The Article 9 rules provide that the obligation to eliminate double taxation that would otherwise be incurred by an MNE with respect to Amount A will be allocated among countries using a quantitative approach designed to ensure that the obligation is borne by the countries in which the MNE earns its residual profits. Those countries will be divided into tiers based on the MNE’s profitability (measured by reference to the RODP) in each country relative to the overall profitability of the MNE, and double taxation would first be relieved by countries identified in the highest profit tiers. Thus, double taxation is eliminated first by countries in Tier 1 (those with an RODP exceeding 15 times the overall MNE’s RODP) using a "waterfall" approach according to which the country with the highest RODP relieves double taxation on the amount of profit that would reduce its RODP until it is equal to the RODP of the country with the second highest RODP. These two countries then relieve double taxation on an amount of profit that would reduce their RODP until it is equal to the RODP of the country with the third highest RODP. This process continues until either the obligation to relieve double taxation with respect to the Amount A profit of the MNE has been fully allocated, or the RODP of countries in Tier 1 has been reduced to 15 times the RODP of the MNE.

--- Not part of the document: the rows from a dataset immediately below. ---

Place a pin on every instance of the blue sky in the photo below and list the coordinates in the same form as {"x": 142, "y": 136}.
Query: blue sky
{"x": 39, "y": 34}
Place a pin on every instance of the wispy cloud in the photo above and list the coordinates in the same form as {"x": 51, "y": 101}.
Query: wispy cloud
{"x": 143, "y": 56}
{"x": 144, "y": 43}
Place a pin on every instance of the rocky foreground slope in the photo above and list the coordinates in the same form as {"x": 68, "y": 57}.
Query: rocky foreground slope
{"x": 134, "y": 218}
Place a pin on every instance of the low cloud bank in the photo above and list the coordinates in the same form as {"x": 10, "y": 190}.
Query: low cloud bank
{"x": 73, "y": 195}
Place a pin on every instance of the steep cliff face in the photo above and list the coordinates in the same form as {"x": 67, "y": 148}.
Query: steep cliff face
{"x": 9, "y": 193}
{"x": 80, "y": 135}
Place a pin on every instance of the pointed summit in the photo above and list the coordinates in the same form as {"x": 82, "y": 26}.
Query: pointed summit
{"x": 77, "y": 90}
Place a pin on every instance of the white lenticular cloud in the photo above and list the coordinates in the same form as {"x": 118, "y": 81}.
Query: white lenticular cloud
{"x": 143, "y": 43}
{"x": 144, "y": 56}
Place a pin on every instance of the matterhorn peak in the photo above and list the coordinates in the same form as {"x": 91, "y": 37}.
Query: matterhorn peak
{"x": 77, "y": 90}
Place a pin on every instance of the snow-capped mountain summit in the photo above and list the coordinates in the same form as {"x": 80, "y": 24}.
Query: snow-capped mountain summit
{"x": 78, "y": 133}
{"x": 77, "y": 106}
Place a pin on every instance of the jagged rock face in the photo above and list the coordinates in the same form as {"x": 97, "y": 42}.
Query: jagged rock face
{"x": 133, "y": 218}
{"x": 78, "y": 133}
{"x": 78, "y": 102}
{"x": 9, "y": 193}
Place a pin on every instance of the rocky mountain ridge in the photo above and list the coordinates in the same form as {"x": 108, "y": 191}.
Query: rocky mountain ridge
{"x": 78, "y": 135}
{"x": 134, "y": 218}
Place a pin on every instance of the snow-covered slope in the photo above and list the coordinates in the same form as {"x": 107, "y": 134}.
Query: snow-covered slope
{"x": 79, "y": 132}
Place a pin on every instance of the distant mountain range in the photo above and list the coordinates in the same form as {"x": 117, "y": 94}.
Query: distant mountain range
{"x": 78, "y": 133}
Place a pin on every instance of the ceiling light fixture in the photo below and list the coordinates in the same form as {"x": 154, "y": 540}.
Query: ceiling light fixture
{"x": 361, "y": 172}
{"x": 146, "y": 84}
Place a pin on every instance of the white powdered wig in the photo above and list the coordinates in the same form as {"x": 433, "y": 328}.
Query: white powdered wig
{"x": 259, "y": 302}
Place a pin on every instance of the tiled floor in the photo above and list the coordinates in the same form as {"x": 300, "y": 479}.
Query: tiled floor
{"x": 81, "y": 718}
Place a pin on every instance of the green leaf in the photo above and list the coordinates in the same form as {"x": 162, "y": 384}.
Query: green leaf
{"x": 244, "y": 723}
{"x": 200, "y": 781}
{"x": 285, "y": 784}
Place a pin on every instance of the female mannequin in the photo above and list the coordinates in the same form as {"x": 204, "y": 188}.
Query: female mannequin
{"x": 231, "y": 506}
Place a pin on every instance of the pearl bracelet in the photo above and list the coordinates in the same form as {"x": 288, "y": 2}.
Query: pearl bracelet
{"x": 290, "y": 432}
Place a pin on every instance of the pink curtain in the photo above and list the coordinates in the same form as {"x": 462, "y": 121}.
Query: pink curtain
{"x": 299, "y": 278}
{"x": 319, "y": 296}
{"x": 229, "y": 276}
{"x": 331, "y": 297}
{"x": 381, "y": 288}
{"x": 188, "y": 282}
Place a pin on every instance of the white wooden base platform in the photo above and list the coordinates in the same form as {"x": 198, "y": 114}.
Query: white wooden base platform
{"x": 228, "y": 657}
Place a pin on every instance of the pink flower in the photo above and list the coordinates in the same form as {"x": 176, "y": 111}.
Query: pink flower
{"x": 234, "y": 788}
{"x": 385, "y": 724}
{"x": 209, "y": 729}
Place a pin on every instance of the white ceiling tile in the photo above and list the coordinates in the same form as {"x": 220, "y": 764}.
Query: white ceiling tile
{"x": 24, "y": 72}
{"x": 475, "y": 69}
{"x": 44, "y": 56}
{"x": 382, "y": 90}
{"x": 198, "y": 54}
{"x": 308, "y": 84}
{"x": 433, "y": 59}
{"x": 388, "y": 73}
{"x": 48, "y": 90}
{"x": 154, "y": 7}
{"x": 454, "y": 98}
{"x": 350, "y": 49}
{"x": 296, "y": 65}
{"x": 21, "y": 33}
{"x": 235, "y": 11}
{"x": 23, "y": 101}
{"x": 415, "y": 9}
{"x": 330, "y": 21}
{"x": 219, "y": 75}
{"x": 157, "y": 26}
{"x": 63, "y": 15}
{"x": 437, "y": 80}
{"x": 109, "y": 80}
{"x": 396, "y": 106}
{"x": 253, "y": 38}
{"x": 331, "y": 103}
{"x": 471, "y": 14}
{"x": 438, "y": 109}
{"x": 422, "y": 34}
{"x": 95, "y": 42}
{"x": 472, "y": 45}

But some of the presenters expressed doubts that the rules as drafted would achieve the intended purpose of relieving double taxation. Franck Lerat, Global Head of Tax at Sanofi, said the proposal, despite being formulaic, is highly complex, and that the waterfall approach leads to highly distortive outcomes, such as market jurisdictions transferring tax base to other market jurisdictions, or investment hubs transferring tax base to unrelated market jurisdictions.
Lerat also focused on the RODP concept and argued that it is not a relevant metric because it does not account for differences in profitability between markets, business lines and business models.
Huynh and other presenters stressed the need for the rules to include more examples to illustrate the application the concepts to different business operating models.
Gaël Perraud, co-chair of the OECD’s Task Force on the Digital Economy (TFDE) said the group will soon release another consultation document on the remaining Pillar One Amount A issues -- tax certainty, administration, and the removal of unilateral tax measures.